YORUBA STYLE BEADED CROWNS, NIGERIA
This small but old crown is constructed on stiff basketry (partially damaged) with remnants of leather, cotton and woven raffia.
It exhibits four wonderful large faces and four small ones. Its small size suggests another function rather than a crown: the form is closer to that of a House of the Head shrine object.
The birds on the very top of most of the crowns have an extension of wood or metal that inserts into a hole on the top of the crown. They are removable. Bird tails (including those on the sides) can be bent upwards or downwards if desired and hold those positions.
Traditional significance of Yoruba beaded crowns:
Among the most spectacular beaded objects from Africa are the crowns of Yoruba kings in Nigeria. Yoruba rulers wear crowns on state occasions and during public functions. Most are cone-shaped, with forms or features built up, then embellished over the entire surface with beads of vibrant colors.

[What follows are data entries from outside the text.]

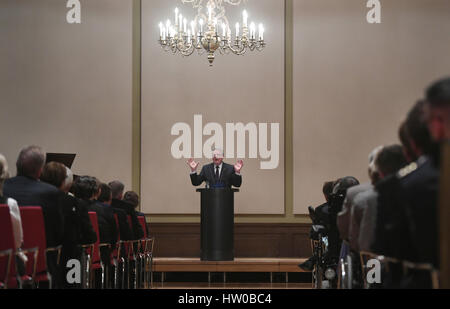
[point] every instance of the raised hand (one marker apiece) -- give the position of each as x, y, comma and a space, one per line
193, 165
238, 166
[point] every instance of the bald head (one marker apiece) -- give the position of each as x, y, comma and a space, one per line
3, 168
117, 188
218, 156
30, 162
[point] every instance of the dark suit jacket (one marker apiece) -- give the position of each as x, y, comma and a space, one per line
78, 230
124, 228
31, 192
228, 176
406, 225
137, 232
106, 223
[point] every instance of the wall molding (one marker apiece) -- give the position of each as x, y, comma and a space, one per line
277, 240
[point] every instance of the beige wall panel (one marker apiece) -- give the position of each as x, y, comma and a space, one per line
354, 82
67, 87
236, 89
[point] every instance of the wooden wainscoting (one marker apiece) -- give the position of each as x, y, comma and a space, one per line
252, 240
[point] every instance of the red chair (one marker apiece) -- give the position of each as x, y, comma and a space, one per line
147, 251
96, 262
143, 224
34, 236
8, 272
7, 265
132, 250
118, 257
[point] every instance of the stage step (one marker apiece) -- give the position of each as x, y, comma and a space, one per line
238, 265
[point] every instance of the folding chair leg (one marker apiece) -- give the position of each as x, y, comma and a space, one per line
123, 274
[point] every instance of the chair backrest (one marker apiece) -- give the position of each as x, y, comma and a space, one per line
130, 223
115, 251
34, 235
94, 222
142, 222
6, 243
116, 218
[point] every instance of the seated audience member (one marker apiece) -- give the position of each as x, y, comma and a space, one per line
392, 236
132, 198
437, 112
336, 200
14, 213
420, 182
405, 141
117, 189
27, 190
105, 199
87, 189
362, 228
407, 205
78, 229
321, 217
344, 217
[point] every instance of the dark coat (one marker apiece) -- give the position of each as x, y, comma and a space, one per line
227, 178
136, 229
31, 192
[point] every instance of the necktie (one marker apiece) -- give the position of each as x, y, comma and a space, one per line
217, 173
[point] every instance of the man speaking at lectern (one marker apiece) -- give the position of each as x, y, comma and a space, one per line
217, 174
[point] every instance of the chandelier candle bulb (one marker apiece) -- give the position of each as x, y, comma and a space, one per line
185, 39
245, 18
176, 15
168, 28
224, 30
193, 27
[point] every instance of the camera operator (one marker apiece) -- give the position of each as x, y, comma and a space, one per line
336, 201
326, 215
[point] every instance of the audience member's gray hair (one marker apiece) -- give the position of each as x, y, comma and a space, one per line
30, 161
69, 179
372, 158
3, 168
116, 189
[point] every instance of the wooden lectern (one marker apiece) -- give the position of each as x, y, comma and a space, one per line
217, 224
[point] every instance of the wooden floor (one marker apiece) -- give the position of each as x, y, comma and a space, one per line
270, 265
233, 286
227, 269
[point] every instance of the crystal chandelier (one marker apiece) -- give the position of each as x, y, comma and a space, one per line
210, 32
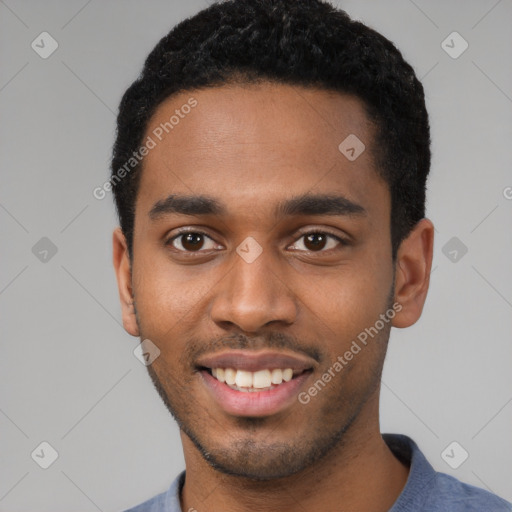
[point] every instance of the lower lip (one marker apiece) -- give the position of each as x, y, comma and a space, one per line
257, 403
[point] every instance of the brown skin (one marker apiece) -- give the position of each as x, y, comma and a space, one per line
251, 147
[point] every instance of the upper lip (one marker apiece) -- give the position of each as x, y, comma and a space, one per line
254, 361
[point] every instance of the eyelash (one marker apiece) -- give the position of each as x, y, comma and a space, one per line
342, 241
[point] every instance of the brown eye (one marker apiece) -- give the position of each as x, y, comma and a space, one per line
315, 241
318, 241
191, 241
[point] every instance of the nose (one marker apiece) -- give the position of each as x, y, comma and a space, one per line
253, 295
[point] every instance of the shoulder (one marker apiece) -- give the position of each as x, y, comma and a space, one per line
168, 501
428, 490
448, 493
155, 504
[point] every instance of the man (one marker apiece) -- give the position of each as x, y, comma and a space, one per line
269, 174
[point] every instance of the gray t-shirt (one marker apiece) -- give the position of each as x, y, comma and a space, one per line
425, 491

Beaded Yoruba crowns and other artifacts do not just signify high social status. Beads are considered sacred to the Yoruba, and only kings and priests powerful enough to span the boundary between the secular and the divine are allowed to wear them. The crown (or ade) is the most important object in royal Yoruba regalia, and the right to wear one is limited to a small number of kings (obas) descended from royal families. The beaded veil that hangs down from the headdress is an important part of the crown. By covering the king's face, the veil downplays the king's identity as an individual and reinforces his role as divine leader. The veil is also said to protect onlookers from the king's powerful gaze.
The faces on the crowns represent and honor ancestors, one of whom might be Oduduwa, the mythic founder and first king of the Yoruba people. As such, the faces serve as reminders of the royal line, royal ancestors and the tradition of the monarchy.
The inclusion of birds on many of the crowns refers to the spirit world and the king's ability to mediate between the realms of human beings and spirits, the secular world and the spiritual one. Birds are also said to represent female power, in its nurturing (motherly) and destructive (witch-like) aspects. It is commonly accepted that the oba (king) cannot rule without the cooperation and support of the women in his village.
Repeated patterns in the design suggest the interconnectedness of all life and the balance needed to sustain it. On a crown, such patterns can furthermore refer to the connection between the current king (oba) to previous kings through the hereditary line.